China in general hasn’t helped my crisis much either. The entire country seems to be going through an existential crisis and living here has made the feeling all the more prominent. China is all the hype these days, and an Economist blog post on learning mandarin made it to the top ten commented and recommended lists. Conjugation doesn’t exist, but there are tones. Writing can be complicated, but speaking can be easy. To provide that extra boost, some parents have actually relocated to Asia so their children can have the benefits of knowing mandarin. The number of foreigners with fluent mandarin on the streets of Beijing continue to surprise me, though I don’t know why it does. So many have lived and worked here for years and may be more Chinese at heart than Chinese citizens abroad. On the other hand, the series of foreigners misbehaving in China continues with the pool incident as the newest installation. The country which once idolized anything foreign has been provoked and I wouldn’t be surprised to see a surge of nationalism in response.

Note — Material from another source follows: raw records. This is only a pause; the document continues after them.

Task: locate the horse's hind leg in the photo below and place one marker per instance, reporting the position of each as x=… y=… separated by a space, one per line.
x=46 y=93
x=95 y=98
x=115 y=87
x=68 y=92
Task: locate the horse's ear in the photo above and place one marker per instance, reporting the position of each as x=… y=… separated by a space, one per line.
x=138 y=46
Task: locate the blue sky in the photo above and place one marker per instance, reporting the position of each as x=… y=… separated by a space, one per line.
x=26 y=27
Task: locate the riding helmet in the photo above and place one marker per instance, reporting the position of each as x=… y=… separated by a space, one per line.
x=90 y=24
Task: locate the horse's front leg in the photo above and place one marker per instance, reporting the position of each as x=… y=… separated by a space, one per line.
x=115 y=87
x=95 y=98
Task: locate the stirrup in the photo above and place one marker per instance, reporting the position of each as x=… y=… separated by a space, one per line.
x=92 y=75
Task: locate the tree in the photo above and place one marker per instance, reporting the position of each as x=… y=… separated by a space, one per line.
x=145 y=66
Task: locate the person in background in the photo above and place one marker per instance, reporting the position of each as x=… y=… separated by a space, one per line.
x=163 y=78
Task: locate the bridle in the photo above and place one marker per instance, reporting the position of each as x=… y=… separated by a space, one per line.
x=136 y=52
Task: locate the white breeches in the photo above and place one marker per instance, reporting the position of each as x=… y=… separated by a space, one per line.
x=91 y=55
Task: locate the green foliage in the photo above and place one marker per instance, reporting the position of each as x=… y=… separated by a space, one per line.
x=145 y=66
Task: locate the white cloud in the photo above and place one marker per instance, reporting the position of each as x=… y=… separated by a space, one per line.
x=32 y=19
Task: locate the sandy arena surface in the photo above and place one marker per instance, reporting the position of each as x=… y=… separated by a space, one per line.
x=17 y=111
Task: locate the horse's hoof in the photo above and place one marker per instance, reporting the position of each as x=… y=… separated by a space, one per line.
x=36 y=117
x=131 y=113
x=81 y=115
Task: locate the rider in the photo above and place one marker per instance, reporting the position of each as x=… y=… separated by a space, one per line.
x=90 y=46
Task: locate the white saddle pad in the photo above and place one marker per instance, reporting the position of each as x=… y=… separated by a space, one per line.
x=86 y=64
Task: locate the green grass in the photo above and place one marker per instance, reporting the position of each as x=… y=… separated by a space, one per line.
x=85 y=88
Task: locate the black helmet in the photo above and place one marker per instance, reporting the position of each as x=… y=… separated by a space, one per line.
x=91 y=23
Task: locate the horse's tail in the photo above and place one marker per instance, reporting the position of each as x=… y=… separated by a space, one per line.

The government has been featuring a series of unsung heros and Good Samaritans throughout the country. A recent SCMP article tells the story of how state propaganda is eager to show off the good side of China and the selfless sacrifices some have made. As the article not available without a subscription, here is a recent list of these heros:

  • Zhou Chong: rescued a three-year-old girl dangling by the neck while he was on his way to a job interview. “He has had his face splashed across Guangdong’s newspapers and television broadcasts. He was sent to Beijing to meet Politburo members, including propaganda chief Liu Yunshan, who dubbed him “a hero of our era”.”
  • Zhang Lili: teacher in Heilongjiang province whose legs had to be amputated after pushing two children out of the path of an oncoming bus
  • Wu Bin: bus driver in Zhejiang province who steered his passengers to safety after he was fatally hit by a metal object that smashed through his windscreen
  • Zhou Yulan: a teacher in Hubei province who risked her life to protect 659 college entrance exam admission cards during a robbery

These stories amaze me, and I become optimistic knowing there are still good people in the world, particularly in China. If in their positions, what would we do?

Unfortunately, these individual heroic acts are no match for the pervasive broader system. Want a fake degree from a fake institution? How about putting spikes under overpasses to prevent the homeless from seeking shelter there? Or sentencing a maid to 10 years in prison for theft of their employer’s cellphone? Or an abortion at 7 months? … Definitely a crisis, if not an existential one. With the new leader of Hong kong being met by protesters and the once in a decade change in leadership scheduled for October (or maybe November now), what changes will we see come this time next year?

Questions will keep on rolling in, and all we can do – all I can do – is try to gather my thoughts once in a while and hope not all my friends leave Beijing in July. I have reached one conclusion though: I want to stay in Beijing for the near future. Too much is happening here to just leave so soon. The challenge now is to find a way to stay (read: job I like). I am still ready for that epiphany and my fingers are crossed.

Although… it’s good to know my mindset isn’t quite as bleak as Mr. Jon Arbuckle’s. At least not yet.